If you're new to this, it's worth starting with a higher threshold (somewhere around 10) while you're still getting a feel for what your users are running. That gives you enough manual oversight to catch anything unexpected before it gets learned in. As you build more confidence in your environment, you can dial the threshold down and let the automation do more of the heavy lifting.

It's a good middle ground for teams that want tighter control than blanket pre-approvals, but don't want to be manually approving the same applications week after week.

Tip 7: Consider Break Glass as a Replacement for LAPS

If you're currently using Microsoft LAPS to manage local administrator access, it's worth taking a look at the Break Glass feature and how it compares.

To create a Break Glass account, go to your Inventory in the portal and drill-down into an endpoint.

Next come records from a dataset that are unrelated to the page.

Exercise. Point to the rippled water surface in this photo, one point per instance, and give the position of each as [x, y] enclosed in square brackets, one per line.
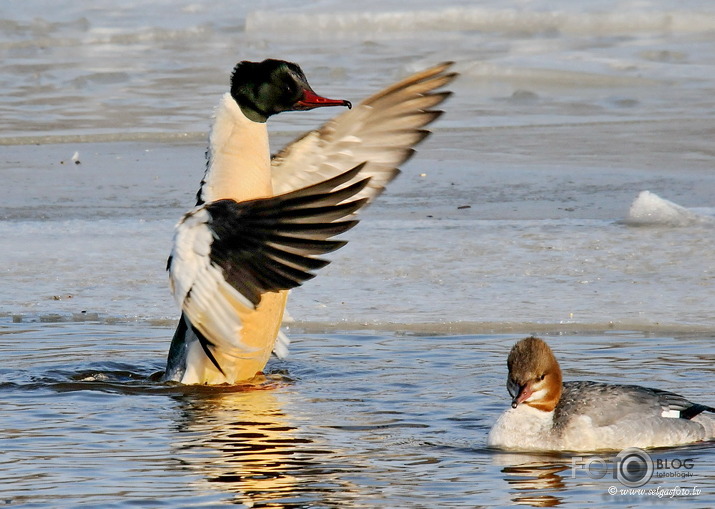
[360, 419]
[515, 217]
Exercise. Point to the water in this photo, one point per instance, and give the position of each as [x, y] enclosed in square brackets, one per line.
[523, 213]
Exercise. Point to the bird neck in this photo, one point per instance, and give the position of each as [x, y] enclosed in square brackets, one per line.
[238, 158]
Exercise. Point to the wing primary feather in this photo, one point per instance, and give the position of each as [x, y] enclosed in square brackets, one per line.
[206, 346]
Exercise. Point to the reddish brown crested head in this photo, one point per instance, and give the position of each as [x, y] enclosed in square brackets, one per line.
[534, 375]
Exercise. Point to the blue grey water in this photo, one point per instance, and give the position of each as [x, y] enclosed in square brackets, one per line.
[523, 213]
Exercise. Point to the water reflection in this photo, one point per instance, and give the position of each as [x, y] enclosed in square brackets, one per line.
[534, 480]
[243, 443]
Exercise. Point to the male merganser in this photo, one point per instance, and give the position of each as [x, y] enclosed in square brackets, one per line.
[547, 414]
[259, 222]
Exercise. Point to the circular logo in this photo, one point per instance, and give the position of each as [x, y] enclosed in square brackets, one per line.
[634, 467]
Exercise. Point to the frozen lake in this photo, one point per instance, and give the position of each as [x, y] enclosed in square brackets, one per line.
[523, 213]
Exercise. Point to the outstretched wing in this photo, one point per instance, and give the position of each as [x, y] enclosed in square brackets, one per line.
[226, 254]
[381, 130]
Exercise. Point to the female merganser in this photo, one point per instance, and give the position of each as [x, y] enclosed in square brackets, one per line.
[547, 414]
[259, 222]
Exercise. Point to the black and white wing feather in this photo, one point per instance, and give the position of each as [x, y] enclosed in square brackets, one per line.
[226, 254]
[381, 131]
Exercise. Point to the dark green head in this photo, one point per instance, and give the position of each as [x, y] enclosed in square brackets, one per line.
[265, 88]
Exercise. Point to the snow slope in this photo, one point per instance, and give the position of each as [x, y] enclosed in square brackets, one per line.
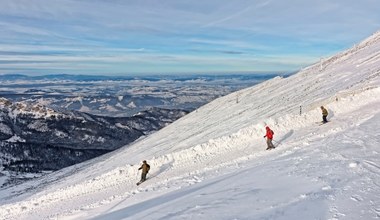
[212, 163]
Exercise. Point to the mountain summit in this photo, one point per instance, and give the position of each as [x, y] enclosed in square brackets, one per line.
[212, 163]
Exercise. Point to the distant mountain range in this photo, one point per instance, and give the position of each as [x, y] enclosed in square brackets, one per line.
[35, 138]
[122, 95]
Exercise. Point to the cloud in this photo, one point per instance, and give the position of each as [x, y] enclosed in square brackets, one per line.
[180, 36]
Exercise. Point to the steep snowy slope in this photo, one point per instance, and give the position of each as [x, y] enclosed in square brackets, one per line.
[212, 163]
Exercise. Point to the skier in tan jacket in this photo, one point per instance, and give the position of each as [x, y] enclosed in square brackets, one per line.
[145, 167]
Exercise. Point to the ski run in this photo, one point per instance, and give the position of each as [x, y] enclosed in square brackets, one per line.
[212, 163]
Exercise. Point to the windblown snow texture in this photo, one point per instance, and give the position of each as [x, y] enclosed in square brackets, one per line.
[212, 163]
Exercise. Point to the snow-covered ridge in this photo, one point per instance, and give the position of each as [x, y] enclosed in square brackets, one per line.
[15, 108]
[222, 137]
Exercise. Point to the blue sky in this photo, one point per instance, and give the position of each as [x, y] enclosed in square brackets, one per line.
[124, 37]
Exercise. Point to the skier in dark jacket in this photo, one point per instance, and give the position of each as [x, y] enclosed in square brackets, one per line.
[324, 114]
[269, 136]
[145, 169]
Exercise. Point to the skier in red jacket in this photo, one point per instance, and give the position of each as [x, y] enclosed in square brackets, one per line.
[269, 136]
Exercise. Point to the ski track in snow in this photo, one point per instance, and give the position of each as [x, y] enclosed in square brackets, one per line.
[335, 166]
[195, 164]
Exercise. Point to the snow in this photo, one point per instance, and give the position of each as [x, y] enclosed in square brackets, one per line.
[212, 163]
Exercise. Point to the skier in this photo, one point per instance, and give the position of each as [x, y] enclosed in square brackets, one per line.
[269, 136]
[145, 169]
[324, 114]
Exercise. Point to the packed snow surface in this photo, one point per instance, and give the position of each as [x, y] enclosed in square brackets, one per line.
[212, 163]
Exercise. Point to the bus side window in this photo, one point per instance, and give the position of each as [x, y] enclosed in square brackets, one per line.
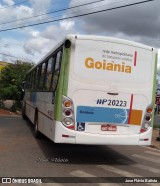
[49, 73]
[41, 81]
[38, 77]
[56, 70]
[30, 83]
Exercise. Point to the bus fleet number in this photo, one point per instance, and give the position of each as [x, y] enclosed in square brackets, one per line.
[109, 102]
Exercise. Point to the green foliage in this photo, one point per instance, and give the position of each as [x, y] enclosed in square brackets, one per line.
[11, 78]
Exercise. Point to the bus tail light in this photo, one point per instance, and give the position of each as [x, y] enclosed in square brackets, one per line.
[147, 119]
[68, 113]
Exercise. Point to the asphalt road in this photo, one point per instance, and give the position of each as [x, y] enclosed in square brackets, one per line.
[21, 155]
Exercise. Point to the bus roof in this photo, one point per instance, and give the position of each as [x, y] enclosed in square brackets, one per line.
[72, 37]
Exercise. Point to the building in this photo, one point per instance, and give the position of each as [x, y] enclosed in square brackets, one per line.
[3, 64]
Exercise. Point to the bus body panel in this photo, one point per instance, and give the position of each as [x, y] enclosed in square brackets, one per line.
[110, 83]
[64, 135]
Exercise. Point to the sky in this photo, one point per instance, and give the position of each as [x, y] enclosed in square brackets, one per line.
[139, 23]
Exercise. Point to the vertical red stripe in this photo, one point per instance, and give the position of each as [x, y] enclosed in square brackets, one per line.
[130, 110]
[135, 58]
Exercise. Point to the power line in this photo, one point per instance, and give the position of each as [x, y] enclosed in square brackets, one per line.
[14, 4]
[16, 57]
[59, 10]
[76, 16]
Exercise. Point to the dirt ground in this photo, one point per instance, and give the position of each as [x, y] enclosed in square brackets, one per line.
[7, 112]
[156, 132]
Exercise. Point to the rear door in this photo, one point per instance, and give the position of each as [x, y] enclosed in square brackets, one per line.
[113, 86]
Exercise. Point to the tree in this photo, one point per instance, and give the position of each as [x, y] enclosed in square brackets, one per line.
[11, 78]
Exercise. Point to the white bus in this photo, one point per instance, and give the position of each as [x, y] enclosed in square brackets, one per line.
[93, 90]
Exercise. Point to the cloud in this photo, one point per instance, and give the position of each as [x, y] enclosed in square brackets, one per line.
[67, 25]
[139, 21]
[9, 2]
[40, 6]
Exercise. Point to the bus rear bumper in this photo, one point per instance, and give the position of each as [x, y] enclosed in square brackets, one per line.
[64, 135]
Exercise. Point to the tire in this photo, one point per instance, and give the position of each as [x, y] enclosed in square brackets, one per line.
[37, 134]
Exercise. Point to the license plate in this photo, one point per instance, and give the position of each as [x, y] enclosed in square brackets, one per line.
[108, 127]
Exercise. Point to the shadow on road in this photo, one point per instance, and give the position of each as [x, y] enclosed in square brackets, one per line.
[78, 154]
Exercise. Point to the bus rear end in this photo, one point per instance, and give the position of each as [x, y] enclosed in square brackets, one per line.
[111, 93]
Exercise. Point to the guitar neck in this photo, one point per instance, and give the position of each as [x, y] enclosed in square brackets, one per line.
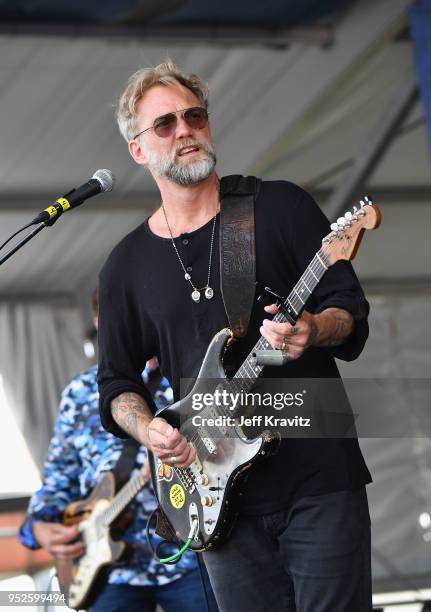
[294, 304]
[123, 498]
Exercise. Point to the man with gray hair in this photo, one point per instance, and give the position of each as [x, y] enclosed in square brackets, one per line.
[302, 539]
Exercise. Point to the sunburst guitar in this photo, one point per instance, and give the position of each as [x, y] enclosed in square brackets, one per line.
[201, 501]
[96, 516]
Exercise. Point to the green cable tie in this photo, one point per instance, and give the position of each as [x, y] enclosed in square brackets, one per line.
[177, 555]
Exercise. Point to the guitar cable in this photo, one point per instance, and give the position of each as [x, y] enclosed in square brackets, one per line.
[176, 556]
[181, 550]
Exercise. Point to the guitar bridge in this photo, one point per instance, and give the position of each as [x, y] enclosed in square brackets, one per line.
[186, 477]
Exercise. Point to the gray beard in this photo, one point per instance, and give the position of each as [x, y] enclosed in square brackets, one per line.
[165, 165]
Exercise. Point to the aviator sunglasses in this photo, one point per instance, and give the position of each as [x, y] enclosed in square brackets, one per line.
[164, 126]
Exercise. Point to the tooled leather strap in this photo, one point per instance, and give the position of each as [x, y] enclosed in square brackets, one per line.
[238, 249]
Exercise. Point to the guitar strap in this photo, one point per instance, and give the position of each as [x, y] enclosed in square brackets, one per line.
[238, 249]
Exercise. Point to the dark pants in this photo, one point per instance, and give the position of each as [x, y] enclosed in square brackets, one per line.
[182, 595]
[315, 557]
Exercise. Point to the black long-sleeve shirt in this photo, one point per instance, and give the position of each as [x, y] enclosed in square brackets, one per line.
[146, 309]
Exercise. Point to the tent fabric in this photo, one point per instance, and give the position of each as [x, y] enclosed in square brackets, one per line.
[420, 27]
[41, 349]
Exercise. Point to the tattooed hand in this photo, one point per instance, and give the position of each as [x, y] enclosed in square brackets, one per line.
[132, 414]
[329, 328]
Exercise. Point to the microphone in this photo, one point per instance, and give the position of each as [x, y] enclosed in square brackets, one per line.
[102, 180]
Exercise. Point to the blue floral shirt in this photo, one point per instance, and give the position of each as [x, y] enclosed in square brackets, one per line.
[80, 452]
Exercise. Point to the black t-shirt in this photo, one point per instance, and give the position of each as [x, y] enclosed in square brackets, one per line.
[146, 309]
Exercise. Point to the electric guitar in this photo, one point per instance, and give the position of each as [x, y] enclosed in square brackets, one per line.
[199, 501]
[95, 515]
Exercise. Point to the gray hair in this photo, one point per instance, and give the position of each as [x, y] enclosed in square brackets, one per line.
[142, 80]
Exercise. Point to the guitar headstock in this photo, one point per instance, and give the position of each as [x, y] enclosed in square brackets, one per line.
[346, 235]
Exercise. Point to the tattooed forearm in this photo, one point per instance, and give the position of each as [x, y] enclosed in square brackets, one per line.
[334, 327]
[130, 410]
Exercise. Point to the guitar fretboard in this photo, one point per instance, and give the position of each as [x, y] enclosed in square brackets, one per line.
[123, 497]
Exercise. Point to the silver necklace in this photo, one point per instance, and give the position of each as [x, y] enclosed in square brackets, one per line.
[196, 293]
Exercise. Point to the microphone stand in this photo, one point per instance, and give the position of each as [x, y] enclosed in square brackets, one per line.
[31, 235]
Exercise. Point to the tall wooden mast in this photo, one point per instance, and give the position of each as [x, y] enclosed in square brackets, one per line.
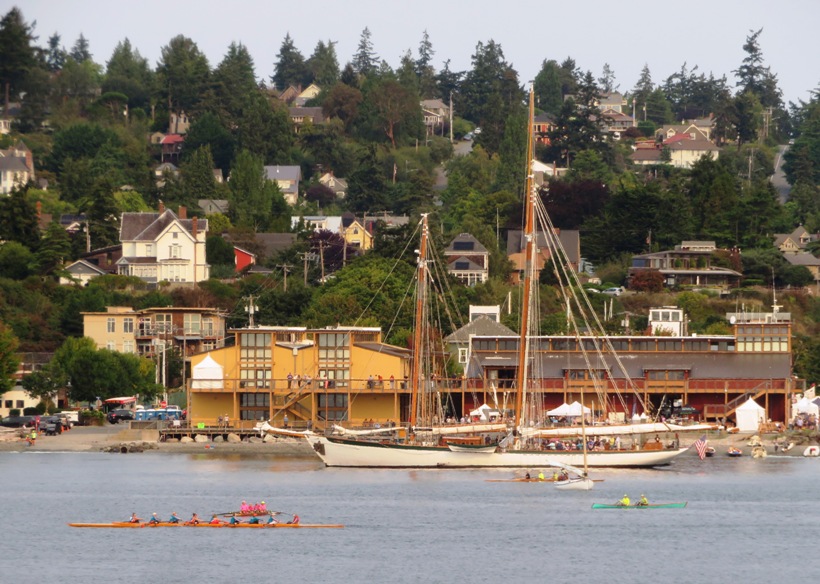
[526, 295]
[419, 330]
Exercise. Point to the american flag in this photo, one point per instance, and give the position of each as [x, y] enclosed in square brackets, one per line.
[700, 446]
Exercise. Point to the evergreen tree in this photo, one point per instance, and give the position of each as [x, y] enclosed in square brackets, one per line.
[182, 75]
[55, 53]
[607, 80]
[128, 72]
[19, 57]
[79, 52]
[291, 68]
[323, 64]
[55, 248]
[365, 60]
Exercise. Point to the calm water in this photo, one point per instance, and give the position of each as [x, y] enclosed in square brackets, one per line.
[747, 521]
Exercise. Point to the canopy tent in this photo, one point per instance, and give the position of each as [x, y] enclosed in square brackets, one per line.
[749, 416]
[575, 409]
[485, 413]
[562, 410]
[806, 406]
[207, 374]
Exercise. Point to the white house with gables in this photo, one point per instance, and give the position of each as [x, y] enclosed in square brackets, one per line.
[158, 247]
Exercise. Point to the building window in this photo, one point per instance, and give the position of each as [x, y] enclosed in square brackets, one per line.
[255, 347]
[334, 347]
[193, 324]
[332, 407]
[254, 406]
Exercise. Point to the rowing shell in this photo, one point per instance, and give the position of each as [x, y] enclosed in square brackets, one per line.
[126, 525]
[651, 506]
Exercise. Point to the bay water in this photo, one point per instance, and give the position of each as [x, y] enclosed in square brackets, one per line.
[746, 521]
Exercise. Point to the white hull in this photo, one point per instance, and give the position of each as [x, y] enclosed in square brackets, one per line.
[353, 453]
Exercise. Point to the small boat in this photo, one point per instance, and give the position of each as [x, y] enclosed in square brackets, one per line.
[650, 506]
[128, 525]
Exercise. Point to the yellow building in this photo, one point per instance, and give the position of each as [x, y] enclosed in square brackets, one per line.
[301, 377]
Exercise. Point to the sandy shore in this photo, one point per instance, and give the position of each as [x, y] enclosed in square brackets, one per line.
[95, 439]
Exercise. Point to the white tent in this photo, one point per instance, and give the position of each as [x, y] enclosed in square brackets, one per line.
[575, 409]
[207, 375]
[562, 410]
[806, 406]
[749, 416]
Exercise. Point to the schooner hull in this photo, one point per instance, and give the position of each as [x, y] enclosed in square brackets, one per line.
[338, 452]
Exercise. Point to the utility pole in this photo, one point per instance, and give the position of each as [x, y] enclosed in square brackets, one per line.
[251, 309]
[322, 258]
[285, 269]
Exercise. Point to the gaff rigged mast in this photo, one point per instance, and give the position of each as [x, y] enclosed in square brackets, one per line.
[529, 272]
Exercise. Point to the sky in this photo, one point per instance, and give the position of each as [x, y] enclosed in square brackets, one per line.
[626, 34]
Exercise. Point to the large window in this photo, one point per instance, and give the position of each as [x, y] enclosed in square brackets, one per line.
[332, 406]
[254, 406]
[255, 347]
[334, 347]
[193, 324]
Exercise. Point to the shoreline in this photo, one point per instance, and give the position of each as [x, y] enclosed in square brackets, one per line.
[114, 439]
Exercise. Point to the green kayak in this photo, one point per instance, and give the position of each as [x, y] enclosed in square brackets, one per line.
[651, 506]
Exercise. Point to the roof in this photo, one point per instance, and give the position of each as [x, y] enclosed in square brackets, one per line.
[465, 243]
[483, 326]
[148, 226]
[172, 139]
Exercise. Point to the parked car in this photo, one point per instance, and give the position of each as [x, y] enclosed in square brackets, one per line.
[116, 416]
[17, 421]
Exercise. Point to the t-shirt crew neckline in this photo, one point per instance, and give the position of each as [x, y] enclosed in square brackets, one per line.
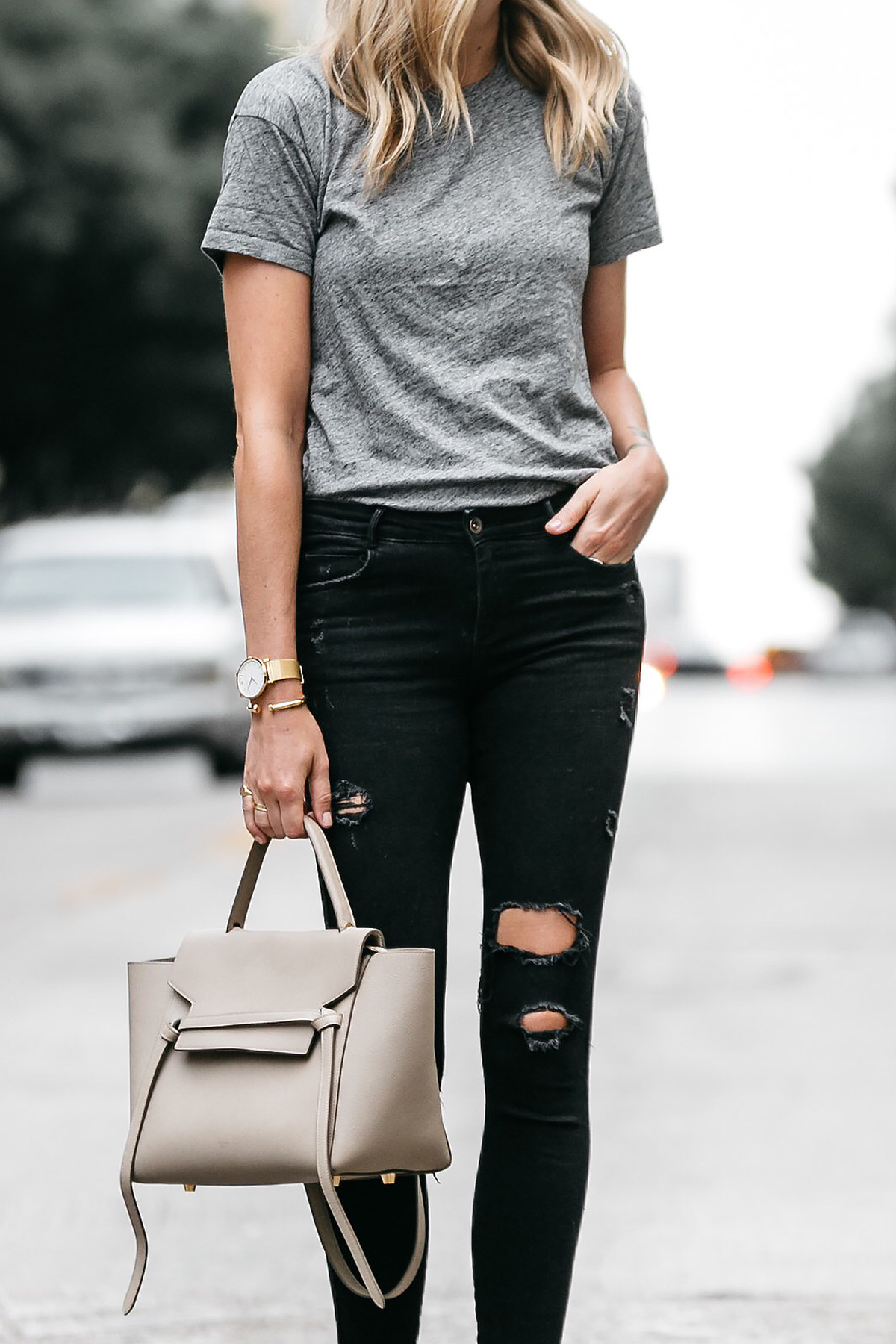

In the left-hand menu for the endpoint, select Break Glass and then click Generate Account:

Break Glass generates a one-time, time-limited local admin account on any endpoint with a single click. Once the session is done, that's it. No standing credentials, no password to look up, no risk of an account being left active longer than it should be.

The common feedback from teams that switch from LAPS is that the auditing piece is what wins them over. With LAPS, there's no real trail of what someone actually did with that admin account once they had it. Break Glass logs everything, so if you hand a helpdesk team member access to an endpoint, you have a full record of every action taken under that account. That's a meaningful difference when something goes wrong and you need to piece together what happened.

The other LAPS pain point it sidesteps: password rotation. LAPS rotation can behave unpredictably when devices are offline or off a domain, which tends to cause headaches at the worst possible times. Break Glass doesn't have that problem since there's no persistent password to rotate in the first place.